Zamanın zirvesine az bir zaman kaldı. Kadri kıymetini bilene bin aydan hayırlı geceye sayılı geceler var. Nerede kalmıştık der gibi çabuk geldi Ramazan; giderken uzun bereketini bırakır da bayrama eriştirir inşaallah.
Ömür nasıl hitama erecek? Hayatın en büyük sorusu değil mi? Yarın ne olacak; piyasalar, hadiseler, siyaset, devlet, dünya nasıl seyredecek? Kısa dünyanın küçük işleri; yine de iş elbet!
Bu kadar işte yorulan akıl, kalp, ruh bakım istemez mi? Tadilattan, temizlikten geçmeli değil mi gönül evi, akıl odası, ruh binası? Dünya şehrinin kirlerinden arınmak için fırsat zamanlar dilimi ramazana ne kadar ehemmiyet verilse, ne kadar hürmet edilse, ne kadar istifade edilse yeridir.

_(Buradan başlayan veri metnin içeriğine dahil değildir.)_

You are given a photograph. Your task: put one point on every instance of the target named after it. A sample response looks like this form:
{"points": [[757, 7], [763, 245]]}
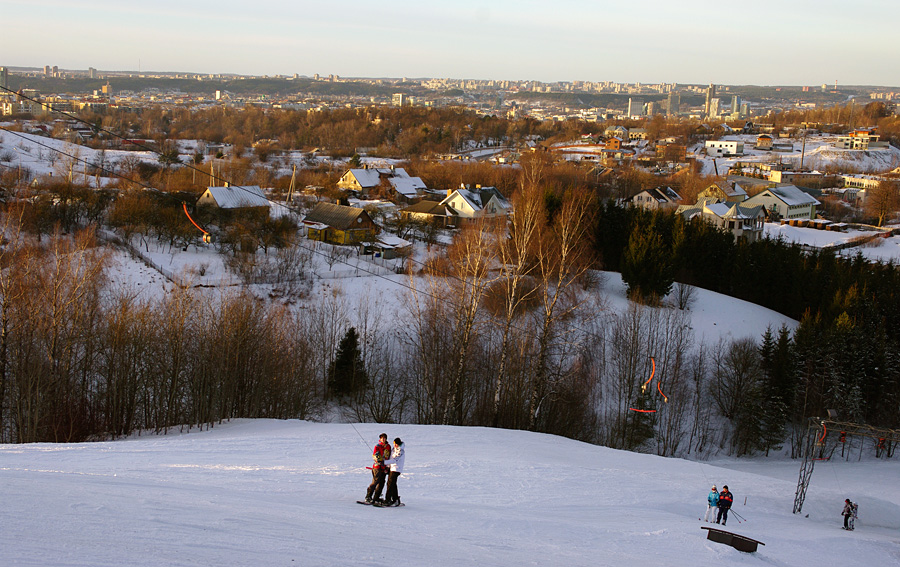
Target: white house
{"points": [[744, 222], [721, 148], [481, 202], [234, 197], [788, 201], [364, 179], [656, 198]]}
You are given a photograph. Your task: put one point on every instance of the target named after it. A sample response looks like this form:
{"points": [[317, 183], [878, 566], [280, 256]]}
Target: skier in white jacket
{"points": [[398, 456]]}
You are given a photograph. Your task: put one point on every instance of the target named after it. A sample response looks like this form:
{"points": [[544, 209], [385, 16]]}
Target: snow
{"points": [[265, 492]]}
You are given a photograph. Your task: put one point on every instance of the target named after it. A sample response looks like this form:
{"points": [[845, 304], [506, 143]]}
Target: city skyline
{"points": [[648, 41]]}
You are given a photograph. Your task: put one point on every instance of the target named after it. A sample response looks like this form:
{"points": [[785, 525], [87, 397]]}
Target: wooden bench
{"points": [[739, 542]]}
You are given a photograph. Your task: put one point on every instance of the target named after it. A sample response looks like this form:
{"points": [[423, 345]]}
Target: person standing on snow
{"points": [[726, 498], [381, 452], [713, 501], [398, 455], [847, 513]]}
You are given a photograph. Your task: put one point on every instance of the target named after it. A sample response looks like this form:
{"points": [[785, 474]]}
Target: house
{"points": [[365, 179], [764, 142], [386, 246], [338, 224], [788, 201], [744, 222], [722, 148], [620, 132], [481, 202], [671, 151], [730, 192], [234, 197], [433, 212], [861, 139], [656, 198]]}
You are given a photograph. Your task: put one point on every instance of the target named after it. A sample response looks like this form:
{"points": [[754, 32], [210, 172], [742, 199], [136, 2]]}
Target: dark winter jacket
{"points": [[725, 499], [381, 452]]}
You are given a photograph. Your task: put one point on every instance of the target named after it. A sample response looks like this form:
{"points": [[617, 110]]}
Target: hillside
{"points": [[283, 493]]}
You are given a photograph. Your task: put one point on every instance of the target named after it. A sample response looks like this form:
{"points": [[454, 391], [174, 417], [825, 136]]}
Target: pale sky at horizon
{"points": [[767, 42]]}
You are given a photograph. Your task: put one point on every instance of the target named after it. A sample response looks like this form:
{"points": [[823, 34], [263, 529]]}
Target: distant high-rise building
{"points": [[710, 95], [674, 103]]}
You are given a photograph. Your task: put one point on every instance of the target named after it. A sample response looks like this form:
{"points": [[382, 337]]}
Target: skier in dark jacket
{"points": [[847, 513], [726, 498], [381, 452]]}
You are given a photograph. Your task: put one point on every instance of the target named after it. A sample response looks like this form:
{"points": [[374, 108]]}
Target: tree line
{"points": [[506, 327]]}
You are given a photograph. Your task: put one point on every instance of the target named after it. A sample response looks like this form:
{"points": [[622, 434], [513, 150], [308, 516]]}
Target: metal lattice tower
{"points": [[816, 436]]}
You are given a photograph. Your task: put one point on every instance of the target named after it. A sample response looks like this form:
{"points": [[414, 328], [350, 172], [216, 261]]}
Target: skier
{"points": [[381, 452], [725, 500], [398, 455], [847, 513], [713, 500]]}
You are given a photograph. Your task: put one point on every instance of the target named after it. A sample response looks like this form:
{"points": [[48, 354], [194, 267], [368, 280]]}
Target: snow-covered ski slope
{"points": [[261, 493]]}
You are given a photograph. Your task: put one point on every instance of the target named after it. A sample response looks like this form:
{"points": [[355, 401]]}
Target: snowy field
{"points": [[251, 493]]}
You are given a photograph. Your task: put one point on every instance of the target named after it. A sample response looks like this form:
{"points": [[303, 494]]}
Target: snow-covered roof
{"points": [[792, 196], [407, 186], [391, 241], [238, 196], [371, 177]]}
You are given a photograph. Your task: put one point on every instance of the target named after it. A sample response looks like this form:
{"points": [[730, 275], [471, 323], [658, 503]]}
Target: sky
{"points": [[766, 42]]}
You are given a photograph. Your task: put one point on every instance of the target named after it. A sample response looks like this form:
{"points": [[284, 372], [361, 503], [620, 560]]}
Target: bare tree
{"points": [[563, 257]]}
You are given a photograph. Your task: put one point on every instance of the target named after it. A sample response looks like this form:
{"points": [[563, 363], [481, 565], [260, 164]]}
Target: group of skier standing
{"points": [[719, 504], [387, 465]]}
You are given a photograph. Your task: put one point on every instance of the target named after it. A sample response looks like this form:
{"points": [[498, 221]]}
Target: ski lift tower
{"points": [[814, 446]]}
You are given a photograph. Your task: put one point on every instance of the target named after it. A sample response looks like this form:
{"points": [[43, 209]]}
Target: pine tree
{"points": [[647, 265], [347, 374]]}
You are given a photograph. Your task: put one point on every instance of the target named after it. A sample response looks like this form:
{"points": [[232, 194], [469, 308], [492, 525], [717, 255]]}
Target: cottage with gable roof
{"points": [[478, 203], [338, 224], [789, 201], [730, 192], [365, 179], [234, 197], [655, 199], [745, 223]]}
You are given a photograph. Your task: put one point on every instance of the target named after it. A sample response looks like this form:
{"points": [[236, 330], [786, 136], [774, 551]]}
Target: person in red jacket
{"points": [[380, 452], [726, 498]]}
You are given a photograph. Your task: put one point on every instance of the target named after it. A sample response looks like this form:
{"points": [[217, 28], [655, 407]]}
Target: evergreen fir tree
{"points": [[347, 374], [647, 265]]}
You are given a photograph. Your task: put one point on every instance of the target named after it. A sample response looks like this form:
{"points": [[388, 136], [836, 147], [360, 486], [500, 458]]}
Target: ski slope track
{"points": [[263, 492]]}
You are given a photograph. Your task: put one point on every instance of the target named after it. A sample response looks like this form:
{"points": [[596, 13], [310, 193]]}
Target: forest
{"points": [[504, 327]]}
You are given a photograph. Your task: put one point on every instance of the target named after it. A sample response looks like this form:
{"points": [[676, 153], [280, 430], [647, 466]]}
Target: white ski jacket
{"points": [[398, 455]]}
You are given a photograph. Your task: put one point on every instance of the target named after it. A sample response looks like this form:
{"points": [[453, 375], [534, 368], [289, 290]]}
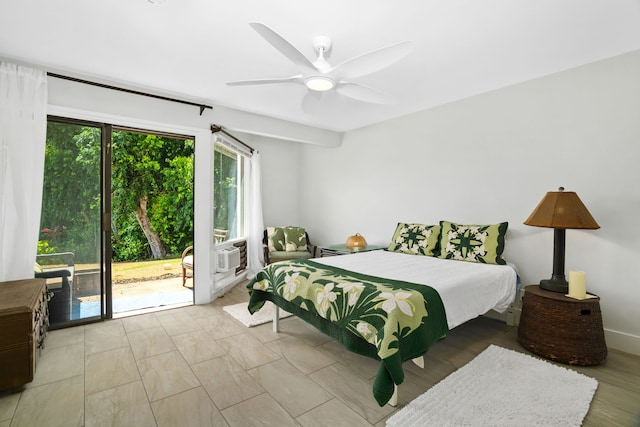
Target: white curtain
{"points": [[254, 220], [23, 130]]}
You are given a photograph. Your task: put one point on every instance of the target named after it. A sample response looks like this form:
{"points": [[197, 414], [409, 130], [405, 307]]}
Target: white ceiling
{"points": [[191, 48]]}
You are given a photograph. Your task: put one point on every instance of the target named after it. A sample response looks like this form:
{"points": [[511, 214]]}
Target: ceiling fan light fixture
{"points": [[319, 83]]}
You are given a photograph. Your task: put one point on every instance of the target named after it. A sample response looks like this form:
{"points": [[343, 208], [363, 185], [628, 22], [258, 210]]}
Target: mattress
{"points": [[467, 289]]}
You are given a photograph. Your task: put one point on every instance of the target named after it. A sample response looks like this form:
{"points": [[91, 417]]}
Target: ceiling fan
{"points": [[320, 77]]}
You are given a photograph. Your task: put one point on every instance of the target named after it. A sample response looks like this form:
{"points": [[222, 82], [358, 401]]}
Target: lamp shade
{"points": [[562, 209]]}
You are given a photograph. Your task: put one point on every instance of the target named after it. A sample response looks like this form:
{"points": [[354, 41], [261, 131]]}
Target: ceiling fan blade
{"points": [[364, 93], [283, 46], [371, 62], [311, 102], [292, 79]]}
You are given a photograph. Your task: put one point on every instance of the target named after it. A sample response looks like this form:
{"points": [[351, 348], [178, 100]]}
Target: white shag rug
{"points": [[264, 315], [502, 387]]}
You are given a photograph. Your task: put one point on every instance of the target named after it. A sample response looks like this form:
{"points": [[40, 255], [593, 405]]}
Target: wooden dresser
{"points": [[24, 319]]}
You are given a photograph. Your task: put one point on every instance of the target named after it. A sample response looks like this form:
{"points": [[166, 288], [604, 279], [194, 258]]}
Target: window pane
{"points": [[227, 191]]}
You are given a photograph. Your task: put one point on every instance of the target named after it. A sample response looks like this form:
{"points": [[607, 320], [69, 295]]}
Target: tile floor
{"points": [[197, 366]]}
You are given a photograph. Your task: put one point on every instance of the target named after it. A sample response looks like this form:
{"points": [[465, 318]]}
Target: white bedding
{"points": [[467, 289]]}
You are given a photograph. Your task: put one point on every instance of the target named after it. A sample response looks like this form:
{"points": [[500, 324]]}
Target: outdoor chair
{"points": [[57, 266]]}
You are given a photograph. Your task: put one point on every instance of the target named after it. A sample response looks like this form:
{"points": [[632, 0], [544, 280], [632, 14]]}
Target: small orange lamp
{"points": [[560, 210]]}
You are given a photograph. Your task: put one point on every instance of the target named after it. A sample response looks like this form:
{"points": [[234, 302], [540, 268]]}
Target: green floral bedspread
{"points": [[388, 320]]}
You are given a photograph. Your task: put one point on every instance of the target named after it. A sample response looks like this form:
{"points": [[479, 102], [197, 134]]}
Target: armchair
{"points": [[285, 243]]}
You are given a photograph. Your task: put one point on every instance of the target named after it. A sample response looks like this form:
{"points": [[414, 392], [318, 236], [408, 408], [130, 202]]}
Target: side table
{"points": [[334, 250], [562, 329]]}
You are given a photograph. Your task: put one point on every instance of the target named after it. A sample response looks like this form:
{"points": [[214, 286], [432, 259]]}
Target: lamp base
{"points": [[555, 284]]}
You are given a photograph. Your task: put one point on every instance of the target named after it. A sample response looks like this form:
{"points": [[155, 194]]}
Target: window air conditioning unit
{"points": [[228, 259]]}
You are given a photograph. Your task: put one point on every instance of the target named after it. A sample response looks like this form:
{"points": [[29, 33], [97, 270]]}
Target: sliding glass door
{"points": [[117, 214], [69, 246]]}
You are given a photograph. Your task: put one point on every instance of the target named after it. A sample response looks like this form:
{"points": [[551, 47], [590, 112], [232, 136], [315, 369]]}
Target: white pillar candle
{"points": [[578, 284]]}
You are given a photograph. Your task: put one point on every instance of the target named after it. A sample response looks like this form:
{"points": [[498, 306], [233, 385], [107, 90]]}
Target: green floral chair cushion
{"points": [[295, 239], [474, 243], [415, 239], [275, 239]]}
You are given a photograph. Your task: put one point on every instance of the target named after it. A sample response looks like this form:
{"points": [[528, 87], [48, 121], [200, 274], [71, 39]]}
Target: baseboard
{"points": [[622, 341], [227, 283]]}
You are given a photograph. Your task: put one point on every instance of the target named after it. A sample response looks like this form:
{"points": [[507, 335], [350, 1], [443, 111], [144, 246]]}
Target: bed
{"points": [[387, 305]]}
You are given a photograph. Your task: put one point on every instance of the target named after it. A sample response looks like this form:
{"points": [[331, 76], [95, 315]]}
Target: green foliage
{"points": [[71, 204], [152, 167], [45, 248], [128, 241]]}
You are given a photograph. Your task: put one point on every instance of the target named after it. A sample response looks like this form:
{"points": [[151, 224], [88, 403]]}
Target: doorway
{"points": [[117, 213]]}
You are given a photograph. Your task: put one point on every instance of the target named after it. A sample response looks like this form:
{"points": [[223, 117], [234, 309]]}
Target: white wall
{"points": [[491, 158], [280, 179]]}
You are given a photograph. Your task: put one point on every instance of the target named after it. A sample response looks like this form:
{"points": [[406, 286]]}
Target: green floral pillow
{"points": [[415, 239], [295, 239], [275, 239], [474, 243]]}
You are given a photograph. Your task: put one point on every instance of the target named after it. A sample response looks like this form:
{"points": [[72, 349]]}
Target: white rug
{"points": [[264, 315], [502, 387]]}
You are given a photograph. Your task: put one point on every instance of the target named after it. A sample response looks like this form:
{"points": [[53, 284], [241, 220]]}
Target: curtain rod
{"points": [[216, 128], [135, 92]]}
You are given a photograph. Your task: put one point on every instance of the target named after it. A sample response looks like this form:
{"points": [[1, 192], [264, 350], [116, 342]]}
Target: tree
{"points": [[141, 165], [152, 188]]}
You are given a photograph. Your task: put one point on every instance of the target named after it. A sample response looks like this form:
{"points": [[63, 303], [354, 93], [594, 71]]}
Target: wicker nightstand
{"points": [[562, 329]]}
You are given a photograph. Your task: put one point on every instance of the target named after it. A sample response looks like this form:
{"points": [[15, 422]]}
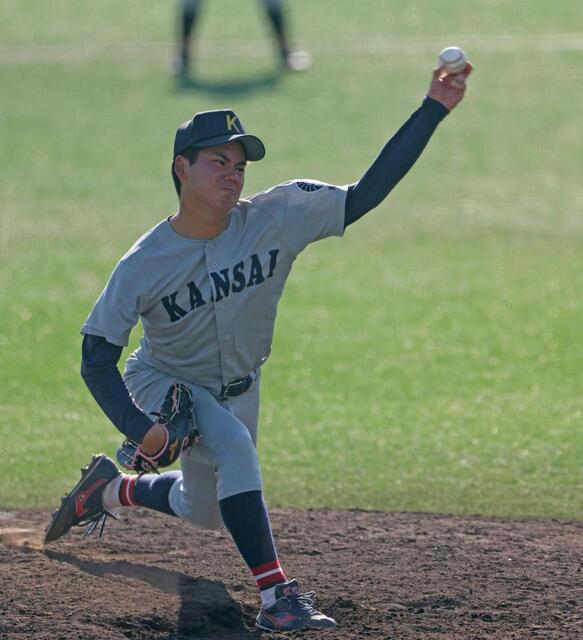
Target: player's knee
{"points": [[240, 452], [204, 518]]}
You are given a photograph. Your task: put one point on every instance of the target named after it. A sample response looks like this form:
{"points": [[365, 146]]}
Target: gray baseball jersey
{"points": [[208, 307]]}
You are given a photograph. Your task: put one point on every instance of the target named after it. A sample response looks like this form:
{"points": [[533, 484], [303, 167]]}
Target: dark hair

Evet yeridir, zamanıdır. Zamanın zembereği zira o. Taşıdığı çekirdek gece bir ömür bereket içerir. Feyzinden içtikçe içilir yine doyulmaz o gecede! Akıl midesi, kalp göğsü, ruh ambarı ne kadar genişse o kadar dolar; feyizle, hikmetle, bereketle…
Dünyada yaşıyoruz fakat dünyalı değiliz; gökler üstü yolculuktayız. Bir gölgelik saltanat sonrası yola devam; insan işte unutur, mekâna ünsiyet eder, zamana alışır!
Yetmiş hikmetli açlık aklı işletir, kalbi çalıştırır, ruhu diriltir, “beni” eritir. Yetmiş devadır aynı zamanda; fikir inbisat eder, acz fark edilir, fakr yaşanır, kusur görülür, noksanlık idrak edilir, kul olunduğu anlaşılır; buralı değilsin denir.
Yolcunun gözü yoldadır, azık hazırlığı için durur durakta. Yokuş yollar, sarp dağlar, sonrasında geniş ovalar vardır bu yolculukta!
Oruç zahirde açlık, batında doyum ve dolumdur. Az zamanda çok azık tedarikidir. Ruh inbisat eder, kalp inkişaf eder, zihin zenginleşir, dimağ derinleşir… Nefse düşen itaattir bu ayda, şeytan bağlanmıştır.
Hayatın içinde hayatla beraber tutulan oruç dünyayı da imar eder, ahreti de. İnşaallah bir dua. O’nun lütfundan istiyoruz dünyada da hasene, ahrette de hasene.